Early Public Responses to the Zika-Virus on YouTube: Prevalence of and Differences Between Conspiracy Theory and Informational Videos
Quick Summary
Why is this Study Important? When alarming news breaks, many internet users consider it a chance to spread conspiracy theories to garner attention. It is important that we learn to distinguish between the truth and these fake news/conspiracy theories.
How did they do it? The team collected the user reactions (comments, shares, likes, dislikes, and the content/sentiment of user responses) to the 35 most popular videos posted on YouTube when the Zika virus began its outbreak in 2016,
What were the Results? The results were not surprising. 12 of the 35 videos in the data set focus on conspiracy theories, but there were no statistical differences between the two types of videos. Both true/informational videos and conspiracy theory videos shared similar numbers of responses, unique users per view, and additional responding per unique user. Both types of videos has similarly negative responses, but informational videos’ comments are concerned with the outcome of the virus, while conspiracy theory videos’ comments were concerned with where the virus came from.
Reflection:
What I would do to Improve the Study:
- Study user interactions.responses more closely. User demographics might tell a much bigger story about the reactions to these types of videos in comparison to each other. For example, older people might be less susceptible to conspiracy theories and respond less than younger people.

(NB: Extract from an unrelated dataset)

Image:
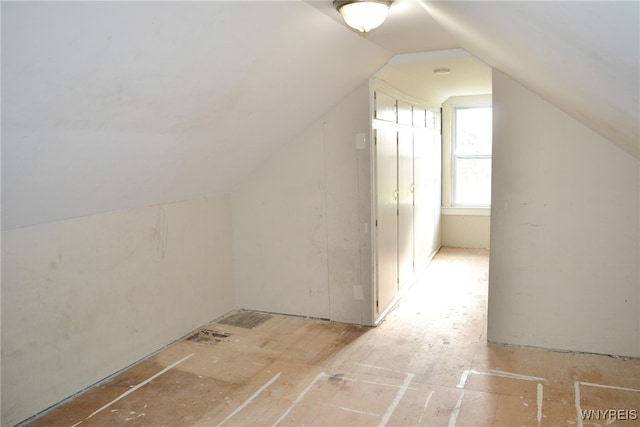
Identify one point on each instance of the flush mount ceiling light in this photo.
(363, 15)
(444, 71)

- Study different aspects of the videos all together. Clearly, user responses/interaction with informational videos and conspiracy theory videos are similar. However, looking at differences in content, titles, and publisher credibility of the video would make a lot more sense in distinguishing the two.
What I liked About the Study:
- The semantic map of user comments was highly interesting and I wish I had seen more studies using a similar form of expressing data. The informational videos actually used more offensive words and were more clustered than the conspiracy theory videos. A lot of the information in this graphic seemed obvious (conspiracy theory comments were more concerned with foreign entities), but much of the data we could pull from it was useful. I will definitely be looking into making cluster graphs like this a part of my project.